What will hold me here though is a rather surprising opportunity that has come up at the Alliance Fran├žaise. It seems I will be making and performing two pieces there at the end of January: a solo I’ve been mulling over for a while and a group piece with some local dancers. It feels slightly daunting, not knowing the ropes or the city or the people, and I can’t quite believe all will go according to plan. But as I argue with the rickshaw drivers doing their best to overcharge me, I am grateful, grateful, grateful for the opportunities here, while acknowledging that fulfilling them here in Bangalore will be a challenge.

Oh, and did I say that my computer is finally working again? After going round in circles asking bemused people on the street for what felt like an hour, I finally found the Acer service centre. They completely wiped and reformatted my computer ("Ma'am, you have a dangerous virus," I was informed), which in itself has involved more juggling to restore, but hurray, it is working once more!
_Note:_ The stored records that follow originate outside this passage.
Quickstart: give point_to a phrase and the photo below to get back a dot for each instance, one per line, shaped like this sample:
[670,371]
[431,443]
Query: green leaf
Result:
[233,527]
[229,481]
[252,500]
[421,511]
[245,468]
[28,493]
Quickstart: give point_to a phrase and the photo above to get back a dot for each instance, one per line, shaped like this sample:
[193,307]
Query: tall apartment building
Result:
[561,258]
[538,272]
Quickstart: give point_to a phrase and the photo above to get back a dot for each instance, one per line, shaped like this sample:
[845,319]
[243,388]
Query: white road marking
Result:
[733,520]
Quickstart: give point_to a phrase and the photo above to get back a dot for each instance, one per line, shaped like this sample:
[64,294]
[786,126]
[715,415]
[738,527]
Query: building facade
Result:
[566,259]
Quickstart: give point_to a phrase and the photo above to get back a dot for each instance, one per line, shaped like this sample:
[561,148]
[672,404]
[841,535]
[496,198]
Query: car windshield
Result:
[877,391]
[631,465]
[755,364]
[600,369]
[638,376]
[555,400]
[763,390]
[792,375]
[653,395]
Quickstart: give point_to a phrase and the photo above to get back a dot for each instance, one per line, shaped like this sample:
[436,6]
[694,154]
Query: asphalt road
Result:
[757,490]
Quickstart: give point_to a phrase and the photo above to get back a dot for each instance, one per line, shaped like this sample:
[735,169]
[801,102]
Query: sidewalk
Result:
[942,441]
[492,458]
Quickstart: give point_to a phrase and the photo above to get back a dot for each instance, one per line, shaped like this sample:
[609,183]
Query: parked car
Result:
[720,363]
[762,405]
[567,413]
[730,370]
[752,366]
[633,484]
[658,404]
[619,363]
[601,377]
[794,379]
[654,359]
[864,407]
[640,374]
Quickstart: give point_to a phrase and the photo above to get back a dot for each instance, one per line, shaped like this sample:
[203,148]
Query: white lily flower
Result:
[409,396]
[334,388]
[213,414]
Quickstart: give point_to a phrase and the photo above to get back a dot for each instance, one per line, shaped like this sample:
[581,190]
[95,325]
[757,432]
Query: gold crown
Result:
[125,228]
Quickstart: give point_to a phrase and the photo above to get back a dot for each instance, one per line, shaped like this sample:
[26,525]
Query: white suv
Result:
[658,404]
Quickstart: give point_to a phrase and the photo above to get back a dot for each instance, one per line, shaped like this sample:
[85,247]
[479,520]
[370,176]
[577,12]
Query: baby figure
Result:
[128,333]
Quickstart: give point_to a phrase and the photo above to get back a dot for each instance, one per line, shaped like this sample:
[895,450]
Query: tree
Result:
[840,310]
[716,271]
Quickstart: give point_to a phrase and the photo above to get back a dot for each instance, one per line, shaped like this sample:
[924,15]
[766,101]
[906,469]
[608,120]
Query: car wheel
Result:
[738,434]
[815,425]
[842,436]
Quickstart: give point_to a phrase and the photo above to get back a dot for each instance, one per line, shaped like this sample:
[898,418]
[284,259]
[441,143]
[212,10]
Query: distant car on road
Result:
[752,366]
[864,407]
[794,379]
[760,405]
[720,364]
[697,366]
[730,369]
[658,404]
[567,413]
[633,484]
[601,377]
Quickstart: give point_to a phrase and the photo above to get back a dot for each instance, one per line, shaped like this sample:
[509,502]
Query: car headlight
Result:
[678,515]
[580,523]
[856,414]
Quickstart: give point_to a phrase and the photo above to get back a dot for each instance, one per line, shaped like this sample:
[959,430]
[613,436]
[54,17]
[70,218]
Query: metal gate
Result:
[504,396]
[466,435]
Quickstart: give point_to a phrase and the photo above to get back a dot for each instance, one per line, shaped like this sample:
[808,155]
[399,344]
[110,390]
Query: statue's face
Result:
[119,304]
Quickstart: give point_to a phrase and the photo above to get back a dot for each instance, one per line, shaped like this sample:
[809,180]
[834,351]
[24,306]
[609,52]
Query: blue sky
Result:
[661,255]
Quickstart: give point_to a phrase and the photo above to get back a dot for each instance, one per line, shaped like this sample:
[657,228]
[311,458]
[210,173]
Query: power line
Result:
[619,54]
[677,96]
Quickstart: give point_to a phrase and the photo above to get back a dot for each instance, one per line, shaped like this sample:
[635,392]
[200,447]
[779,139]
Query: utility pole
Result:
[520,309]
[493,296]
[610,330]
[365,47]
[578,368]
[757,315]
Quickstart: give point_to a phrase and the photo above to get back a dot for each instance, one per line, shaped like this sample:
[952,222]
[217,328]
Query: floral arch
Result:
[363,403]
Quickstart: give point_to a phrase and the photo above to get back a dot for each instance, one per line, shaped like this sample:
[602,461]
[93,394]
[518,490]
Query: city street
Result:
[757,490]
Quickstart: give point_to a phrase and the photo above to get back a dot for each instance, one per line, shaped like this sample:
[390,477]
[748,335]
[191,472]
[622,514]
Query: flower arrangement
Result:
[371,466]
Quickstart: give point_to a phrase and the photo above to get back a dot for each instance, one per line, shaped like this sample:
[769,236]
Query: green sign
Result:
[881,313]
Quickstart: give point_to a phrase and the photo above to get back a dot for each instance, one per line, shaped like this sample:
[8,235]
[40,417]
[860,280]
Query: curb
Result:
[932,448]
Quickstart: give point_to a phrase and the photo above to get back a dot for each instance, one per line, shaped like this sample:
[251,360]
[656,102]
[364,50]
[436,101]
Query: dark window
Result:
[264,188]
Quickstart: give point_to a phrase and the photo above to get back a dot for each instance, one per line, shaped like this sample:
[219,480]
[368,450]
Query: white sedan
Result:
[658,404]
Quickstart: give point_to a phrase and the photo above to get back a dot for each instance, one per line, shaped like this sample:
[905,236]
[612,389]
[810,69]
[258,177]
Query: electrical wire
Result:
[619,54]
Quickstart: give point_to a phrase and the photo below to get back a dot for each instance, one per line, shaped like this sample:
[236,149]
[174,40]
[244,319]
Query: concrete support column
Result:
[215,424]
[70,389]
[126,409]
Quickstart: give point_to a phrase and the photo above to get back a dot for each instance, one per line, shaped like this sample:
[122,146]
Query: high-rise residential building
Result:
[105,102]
So please wish me luck in the smog and the traffic and as I lose myself in roads that all look identical!

From Lucy, with love x


  1. Dear Lucy,

    Nice to hear from you again. Your 'marriage encounter' in Kolkotta seems to have given you few laughing moments... Most of the Indian brides have to go through this looong rigmarole. In fact, it gets tiring for the groom too... no wonder this looong encounter between the groom & bride does not leave any energy for the good things to come later!! lololololololool... Looks like in your b'lore sojurn you are going to playact a 'disco dancer' ......hahahahhahaha. Do post photos of you in different dance poses. hahahahahah. I agree on the identical roads & disorganized traffic in b'lore. So don't be lost!!

  2. Quite a journey, Lucy!

    I'd loved to hear more about your dance classes and performances in Bangalore.


  3. Hi Lucy! I am going to subscribe to your blog, everythig sounds amazing, including the rat near your bag on the train!
    That is a fantastic journey. Dance lessons and a performance with local dancers...what a great experience!.

    Lots of love and look after yourself.